7. LOVE'S LABOURS LOST (2000)
Kenneth Branagh's concept of setting Shakespeare's sparkling minor comedy in the 1940s and adding Cole Porter songs sounds like a good idea.  It would have been a much better idea if he had cast actors who could speak verse or sing.

8. THE WIZ (1978)
L. Frank Baum goes disco in this shockingly ill-conceived, over-produced, and utterly charmless spectacle that transforms Oz into 1970s Manhattan.  As an afro-ed, agoraphobic, middle-aged Dorothy, Diana Ross flails her arms and legs, and shrieks or weeps her way through the songs as if she were still playing Billie Holiday on withdrawal. Director Sidney Lumet is hopelessly out of his element, and only Lena Horne (though presented like she is on the Muppet Show) manages to offer an honest musical moment. Recommended for hardcore Nipsey Russell fans only.

9.BETRAYAL (1983)
Harold Pinter's austere, mesmerizing play dramatizing a merciless love-triangle gone wrong as it reveals ever deeper levels of betrayal – by love, youth, art, language, friendship, and self – painfully revealed by mysterious elliptical dialogue.  On stage, its reverse sequence of events seems revolutionary.  On film, it becomes a limp, unpleasant soap opera about adultery between unattractive, non verbal British people told in flashback.

10.  ANNIE (1983)
Hey!  Hard-drinking, cigar-smoking legend John Huston did a great job directing The Treasure of Sierra Madre – let's ask him to do Annie!  The stage hit was a clever reworking of how perennial film-orphan Shirley Temple optimistically helped America survive its Great Depression.  That basic idea is lost in this sugary, clunky, rhythm-less movie which hasn't a clue how musicals work and squanders its miscast cast. Carol Burnett works her head off as Miss Hannigan, trying valiantly to lift the proceedings to no avail.  I heard the poor child who played Annie was admitted to the witness protection program.

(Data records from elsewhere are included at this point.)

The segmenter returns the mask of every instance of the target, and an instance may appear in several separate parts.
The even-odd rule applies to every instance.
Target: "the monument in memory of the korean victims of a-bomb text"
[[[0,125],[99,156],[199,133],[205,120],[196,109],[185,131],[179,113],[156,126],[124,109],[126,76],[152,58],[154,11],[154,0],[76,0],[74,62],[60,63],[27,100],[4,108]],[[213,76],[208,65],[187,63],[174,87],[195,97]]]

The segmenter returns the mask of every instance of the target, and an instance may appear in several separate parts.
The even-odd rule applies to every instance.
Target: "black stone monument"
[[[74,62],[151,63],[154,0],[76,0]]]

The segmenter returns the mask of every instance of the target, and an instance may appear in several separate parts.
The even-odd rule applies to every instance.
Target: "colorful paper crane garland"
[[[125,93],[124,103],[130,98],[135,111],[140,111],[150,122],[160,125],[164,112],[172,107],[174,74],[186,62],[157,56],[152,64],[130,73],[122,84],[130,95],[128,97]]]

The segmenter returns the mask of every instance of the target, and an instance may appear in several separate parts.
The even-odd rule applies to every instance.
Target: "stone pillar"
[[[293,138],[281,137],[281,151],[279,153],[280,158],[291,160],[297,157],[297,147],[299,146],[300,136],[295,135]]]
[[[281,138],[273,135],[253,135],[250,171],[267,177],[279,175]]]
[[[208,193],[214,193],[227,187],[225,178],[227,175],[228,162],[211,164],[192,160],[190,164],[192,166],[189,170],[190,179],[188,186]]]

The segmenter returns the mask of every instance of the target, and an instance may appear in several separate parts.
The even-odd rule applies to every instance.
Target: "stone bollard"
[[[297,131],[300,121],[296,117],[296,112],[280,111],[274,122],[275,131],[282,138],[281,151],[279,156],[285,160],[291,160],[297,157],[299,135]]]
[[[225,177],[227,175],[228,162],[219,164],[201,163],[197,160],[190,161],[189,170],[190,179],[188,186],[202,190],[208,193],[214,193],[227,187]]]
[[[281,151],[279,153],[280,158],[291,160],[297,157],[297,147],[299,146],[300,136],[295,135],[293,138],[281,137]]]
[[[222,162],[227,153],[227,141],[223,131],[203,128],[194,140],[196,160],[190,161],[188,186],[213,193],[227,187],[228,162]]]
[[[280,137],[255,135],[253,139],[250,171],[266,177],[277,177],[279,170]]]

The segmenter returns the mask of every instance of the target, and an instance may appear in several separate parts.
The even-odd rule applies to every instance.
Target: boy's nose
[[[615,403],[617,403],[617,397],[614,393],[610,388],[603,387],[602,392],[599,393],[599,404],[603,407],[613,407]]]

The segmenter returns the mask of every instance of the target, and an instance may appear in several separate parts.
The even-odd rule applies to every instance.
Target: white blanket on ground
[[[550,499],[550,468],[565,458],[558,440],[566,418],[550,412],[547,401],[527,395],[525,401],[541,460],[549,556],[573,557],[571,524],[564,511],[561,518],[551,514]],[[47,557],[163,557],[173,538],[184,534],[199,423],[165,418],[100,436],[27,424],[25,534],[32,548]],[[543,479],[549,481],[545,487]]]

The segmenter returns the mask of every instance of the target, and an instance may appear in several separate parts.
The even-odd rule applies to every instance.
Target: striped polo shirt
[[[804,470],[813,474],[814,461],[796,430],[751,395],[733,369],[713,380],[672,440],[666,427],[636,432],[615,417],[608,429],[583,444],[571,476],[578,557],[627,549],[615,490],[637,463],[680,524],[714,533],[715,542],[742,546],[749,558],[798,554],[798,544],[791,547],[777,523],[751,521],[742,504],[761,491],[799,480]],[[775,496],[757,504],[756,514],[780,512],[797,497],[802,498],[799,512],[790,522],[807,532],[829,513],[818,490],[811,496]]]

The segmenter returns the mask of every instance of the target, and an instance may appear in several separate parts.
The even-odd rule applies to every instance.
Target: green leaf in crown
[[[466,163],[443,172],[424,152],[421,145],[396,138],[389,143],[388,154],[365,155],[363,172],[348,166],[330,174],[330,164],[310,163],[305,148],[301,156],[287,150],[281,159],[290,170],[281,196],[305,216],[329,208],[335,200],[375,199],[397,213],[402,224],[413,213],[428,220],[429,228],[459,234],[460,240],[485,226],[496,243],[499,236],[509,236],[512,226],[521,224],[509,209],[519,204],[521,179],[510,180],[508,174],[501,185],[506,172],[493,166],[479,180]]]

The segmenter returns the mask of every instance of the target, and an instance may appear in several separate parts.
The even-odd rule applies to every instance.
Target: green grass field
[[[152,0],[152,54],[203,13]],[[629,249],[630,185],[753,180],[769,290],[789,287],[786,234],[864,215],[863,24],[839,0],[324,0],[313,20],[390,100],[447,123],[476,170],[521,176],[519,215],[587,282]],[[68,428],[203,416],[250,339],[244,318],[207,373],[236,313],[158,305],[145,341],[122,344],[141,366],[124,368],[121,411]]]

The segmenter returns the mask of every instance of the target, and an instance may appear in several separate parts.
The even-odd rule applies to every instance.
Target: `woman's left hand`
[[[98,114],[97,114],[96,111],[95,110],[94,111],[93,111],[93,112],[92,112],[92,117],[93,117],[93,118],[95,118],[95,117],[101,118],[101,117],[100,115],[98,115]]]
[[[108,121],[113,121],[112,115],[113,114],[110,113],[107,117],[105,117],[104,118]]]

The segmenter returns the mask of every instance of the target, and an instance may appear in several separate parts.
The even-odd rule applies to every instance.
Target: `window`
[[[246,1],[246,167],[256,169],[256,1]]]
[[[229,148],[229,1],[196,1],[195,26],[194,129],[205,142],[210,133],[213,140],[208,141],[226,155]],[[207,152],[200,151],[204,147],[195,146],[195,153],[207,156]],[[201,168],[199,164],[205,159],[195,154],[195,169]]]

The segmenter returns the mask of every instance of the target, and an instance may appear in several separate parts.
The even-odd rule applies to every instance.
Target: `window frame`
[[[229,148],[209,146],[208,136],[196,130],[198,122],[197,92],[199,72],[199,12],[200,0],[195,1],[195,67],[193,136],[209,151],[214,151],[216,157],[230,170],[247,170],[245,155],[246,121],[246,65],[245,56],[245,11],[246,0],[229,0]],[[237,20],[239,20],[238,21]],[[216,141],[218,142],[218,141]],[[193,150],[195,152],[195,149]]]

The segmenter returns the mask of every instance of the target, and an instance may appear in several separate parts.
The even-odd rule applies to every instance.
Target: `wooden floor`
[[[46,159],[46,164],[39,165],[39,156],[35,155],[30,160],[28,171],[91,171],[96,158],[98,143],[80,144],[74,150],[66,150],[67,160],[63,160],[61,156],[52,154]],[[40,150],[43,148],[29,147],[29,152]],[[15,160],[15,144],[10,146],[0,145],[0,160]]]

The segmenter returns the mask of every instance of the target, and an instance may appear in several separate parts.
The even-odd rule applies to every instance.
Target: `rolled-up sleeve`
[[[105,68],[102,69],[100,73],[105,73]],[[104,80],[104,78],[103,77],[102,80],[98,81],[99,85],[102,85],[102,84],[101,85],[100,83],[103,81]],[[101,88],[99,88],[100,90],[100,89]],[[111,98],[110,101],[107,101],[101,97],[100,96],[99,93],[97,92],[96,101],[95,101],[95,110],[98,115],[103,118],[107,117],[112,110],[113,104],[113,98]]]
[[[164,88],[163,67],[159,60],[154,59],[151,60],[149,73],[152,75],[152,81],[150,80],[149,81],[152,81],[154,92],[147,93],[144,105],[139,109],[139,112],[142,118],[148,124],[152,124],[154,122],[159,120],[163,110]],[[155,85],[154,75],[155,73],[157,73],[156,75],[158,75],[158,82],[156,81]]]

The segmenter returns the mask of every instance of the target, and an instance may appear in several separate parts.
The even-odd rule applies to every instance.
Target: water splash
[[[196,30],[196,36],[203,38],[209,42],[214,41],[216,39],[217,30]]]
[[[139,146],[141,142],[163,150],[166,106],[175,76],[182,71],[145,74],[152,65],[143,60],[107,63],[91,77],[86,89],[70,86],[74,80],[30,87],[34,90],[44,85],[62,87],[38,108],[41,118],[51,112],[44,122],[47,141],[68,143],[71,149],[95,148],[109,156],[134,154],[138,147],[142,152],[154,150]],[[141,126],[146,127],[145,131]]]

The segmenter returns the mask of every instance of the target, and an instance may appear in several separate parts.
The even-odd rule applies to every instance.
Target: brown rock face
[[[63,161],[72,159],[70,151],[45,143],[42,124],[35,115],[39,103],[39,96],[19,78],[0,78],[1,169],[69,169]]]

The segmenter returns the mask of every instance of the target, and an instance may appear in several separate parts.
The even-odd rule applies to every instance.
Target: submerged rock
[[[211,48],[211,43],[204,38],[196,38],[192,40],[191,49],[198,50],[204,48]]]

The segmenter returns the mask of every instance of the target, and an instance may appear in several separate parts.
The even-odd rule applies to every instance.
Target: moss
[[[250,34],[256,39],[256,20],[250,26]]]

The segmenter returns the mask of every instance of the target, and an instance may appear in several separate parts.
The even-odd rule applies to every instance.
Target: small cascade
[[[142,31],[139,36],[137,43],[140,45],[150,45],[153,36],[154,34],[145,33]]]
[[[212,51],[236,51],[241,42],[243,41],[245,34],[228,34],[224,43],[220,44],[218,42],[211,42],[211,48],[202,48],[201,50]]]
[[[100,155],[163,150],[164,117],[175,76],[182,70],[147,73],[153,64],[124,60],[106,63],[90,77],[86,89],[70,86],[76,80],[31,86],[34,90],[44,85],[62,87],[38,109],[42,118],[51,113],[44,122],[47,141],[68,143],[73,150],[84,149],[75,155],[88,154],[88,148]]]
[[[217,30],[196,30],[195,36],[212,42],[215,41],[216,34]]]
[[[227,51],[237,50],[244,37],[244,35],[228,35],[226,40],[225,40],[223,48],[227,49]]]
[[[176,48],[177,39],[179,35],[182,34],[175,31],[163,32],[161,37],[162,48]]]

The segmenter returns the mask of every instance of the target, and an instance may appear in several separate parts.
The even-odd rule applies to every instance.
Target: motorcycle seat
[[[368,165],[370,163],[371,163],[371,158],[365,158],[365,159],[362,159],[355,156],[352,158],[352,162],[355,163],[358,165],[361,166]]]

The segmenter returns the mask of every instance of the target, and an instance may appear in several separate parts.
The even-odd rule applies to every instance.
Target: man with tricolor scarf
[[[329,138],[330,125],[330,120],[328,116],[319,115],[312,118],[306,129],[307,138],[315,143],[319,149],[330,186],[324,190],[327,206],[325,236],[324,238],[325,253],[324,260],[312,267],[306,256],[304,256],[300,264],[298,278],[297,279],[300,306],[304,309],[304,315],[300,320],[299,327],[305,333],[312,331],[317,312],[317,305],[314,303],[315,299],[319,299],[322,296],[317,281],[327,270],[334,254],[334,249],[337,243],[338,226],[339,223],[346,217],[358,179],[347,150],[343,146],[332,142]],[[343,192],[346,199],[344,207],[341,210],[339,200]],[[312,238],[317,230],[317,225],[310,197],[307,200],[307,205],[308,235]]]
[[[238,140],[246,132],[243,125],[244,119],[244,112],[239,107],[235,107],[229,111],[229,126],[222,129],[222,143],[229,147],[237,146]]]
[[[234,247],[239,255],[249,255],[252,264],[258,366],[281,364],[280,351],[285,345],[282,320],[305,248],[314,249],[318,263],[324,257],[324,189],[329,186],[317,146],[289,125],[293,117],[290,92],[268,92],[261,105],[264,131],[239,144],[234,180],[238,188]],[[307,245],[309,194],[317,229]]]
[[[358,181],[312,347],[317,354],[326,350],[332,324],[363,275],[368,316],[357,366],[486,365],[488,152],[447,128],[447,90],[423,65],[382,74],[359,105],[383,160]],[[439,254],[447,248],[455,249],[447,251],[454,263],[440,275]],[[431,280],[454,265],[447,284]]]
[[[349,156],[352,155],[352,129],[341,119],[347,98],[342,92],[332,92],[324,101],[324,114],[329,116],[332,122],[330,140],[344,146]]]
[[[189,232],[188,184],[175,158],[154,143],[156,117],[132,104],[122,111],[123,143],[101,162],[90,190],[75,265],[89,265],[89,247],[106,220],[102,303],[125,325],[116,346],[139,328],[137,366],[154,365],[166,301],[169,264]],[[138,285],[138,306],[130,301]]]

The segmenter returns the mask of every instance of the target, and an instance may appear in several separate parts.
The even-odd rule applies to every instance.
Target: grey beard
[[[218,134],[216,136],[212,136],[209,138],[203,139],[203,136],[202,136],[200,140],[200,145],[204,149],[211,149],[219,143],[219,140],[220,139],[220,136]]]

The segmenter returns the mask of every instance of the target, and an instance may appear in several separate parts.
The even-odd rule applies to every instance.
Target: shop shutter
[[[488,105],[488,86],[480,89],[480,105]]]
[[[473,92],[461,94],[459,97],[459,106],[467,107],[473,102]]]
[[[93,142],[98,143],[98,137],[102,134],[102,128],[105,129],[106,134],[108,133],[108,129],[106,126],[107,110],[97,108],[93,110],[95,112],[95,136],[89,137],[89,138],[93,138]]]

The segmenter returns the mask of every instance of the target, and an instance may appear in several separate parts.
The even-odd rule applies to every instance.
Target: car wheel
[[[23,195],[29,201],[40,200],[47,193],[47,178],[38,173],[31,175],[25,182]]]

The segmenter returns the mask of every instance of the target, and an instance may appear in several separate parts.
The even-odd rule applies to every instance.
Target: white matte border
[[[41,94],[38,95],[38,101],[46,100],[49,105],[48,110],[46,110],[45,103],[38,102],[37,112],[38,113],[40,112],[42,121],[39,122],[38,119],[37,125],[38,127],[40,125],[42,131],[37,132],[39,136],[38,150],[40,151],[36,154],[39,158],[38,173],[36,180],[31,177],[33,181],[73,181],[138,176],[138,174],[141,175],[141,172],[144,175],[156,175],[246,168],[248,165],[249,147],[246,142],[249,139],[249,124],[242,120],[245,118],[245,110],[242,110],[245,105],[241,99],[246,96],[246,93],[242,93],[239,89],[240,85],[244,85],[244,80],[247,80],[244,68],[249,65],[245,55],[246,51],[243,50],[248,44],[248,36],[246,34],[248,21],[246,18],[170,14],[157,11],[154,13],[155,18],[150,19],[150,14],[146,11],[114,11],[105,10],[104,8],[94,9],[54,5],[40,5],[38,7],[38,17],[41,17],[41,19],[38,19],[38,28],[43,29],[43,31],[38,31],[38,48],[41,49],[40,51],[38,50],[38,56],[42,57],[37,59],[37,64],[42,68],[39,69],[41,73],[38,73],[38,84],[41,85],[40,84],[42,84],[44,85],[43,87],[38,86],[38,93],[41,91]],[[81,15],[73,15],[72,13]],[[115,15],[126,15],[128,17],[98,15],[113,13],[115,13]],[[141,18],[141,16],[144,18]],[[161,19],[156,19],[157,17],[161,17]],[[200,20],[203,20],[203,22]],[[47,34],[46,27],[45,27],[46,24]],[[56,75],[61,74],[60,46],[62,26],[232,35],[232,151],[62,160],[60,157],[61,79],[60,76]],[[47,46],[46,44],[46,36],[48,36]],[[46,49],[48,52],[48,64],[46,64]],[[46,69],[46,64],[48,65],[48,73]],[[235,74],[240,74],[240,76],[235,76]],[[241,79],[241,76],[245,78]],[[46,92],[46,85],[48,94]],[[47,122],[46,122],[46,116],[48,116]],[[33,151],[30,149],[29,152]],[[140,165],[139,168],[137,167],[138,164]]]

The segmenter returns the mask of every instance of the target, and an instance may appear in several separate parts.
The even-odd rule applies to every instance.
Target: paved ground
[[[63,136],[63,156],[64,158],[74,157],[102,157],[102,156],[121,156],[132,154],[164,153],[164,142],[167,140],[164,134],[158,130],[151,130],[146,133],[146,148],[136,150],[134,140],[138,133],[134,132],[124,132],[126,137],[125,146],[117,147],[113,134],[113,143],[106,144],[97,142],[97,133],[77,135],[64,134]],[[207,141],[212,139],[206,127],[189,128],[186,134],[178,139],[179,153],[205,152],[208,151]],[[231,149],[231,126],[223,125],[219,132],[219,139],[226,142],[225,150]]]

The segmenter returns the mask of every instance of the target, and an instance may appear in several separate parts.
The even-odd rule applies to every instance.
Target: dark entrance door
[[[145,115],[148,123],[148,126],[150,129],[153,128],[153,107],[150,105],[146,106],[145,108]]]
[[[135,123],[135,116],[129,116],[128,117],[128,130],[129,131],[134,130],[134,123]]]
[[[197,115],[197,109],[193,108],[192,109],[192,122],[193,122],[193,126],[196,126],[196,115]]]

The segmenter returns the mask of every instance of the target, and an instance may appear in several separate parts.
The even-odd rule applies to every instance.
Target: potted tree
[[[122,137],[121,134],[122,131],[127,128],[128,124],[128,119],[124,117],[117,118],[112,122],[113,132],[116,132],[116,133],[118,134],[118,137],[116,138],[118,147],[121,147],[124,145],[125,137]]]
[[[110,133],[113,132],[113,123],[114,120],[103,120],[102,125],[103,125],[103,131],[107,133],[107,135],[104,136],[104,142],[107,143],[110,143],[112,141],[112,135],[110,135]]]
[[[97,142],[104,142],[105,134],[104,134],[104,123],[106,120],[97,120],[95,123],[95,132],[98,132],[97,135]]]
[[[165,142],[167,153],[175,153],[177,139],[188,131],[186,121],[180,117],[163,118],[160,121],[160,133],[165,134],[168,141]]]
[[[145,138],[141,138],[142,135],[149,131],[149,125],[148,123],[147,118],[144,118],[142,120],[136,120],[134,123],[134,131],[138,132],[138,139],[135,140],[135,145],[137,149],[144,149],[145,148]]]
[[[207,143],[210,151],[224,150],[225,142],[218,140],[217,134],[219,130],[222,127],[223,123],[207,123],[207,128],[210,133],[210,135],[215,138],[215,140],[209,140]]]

Dishonorable Mention: Dancing at Lughnasa, Fool for Love, Mack the Knife, The Pirate Movie, Hello Dolly!, The Importance of Being Earnest, Brigadoon, South Pacific, Brighton Beach Memoirs, Mourning Becomes Electra, Phantom of the Opera

Scott Edmiston has spent the past twenty years working as an artist, administrator, and educator in theatres and universities throughout the Northeast. An award-winning director and recipient of the 2005 StageSource Theatre Hero Award, Mr. Edmiston currently serves as the Director of the Office of the Arts at Brandeis University and has served on the StageSource board since 1998.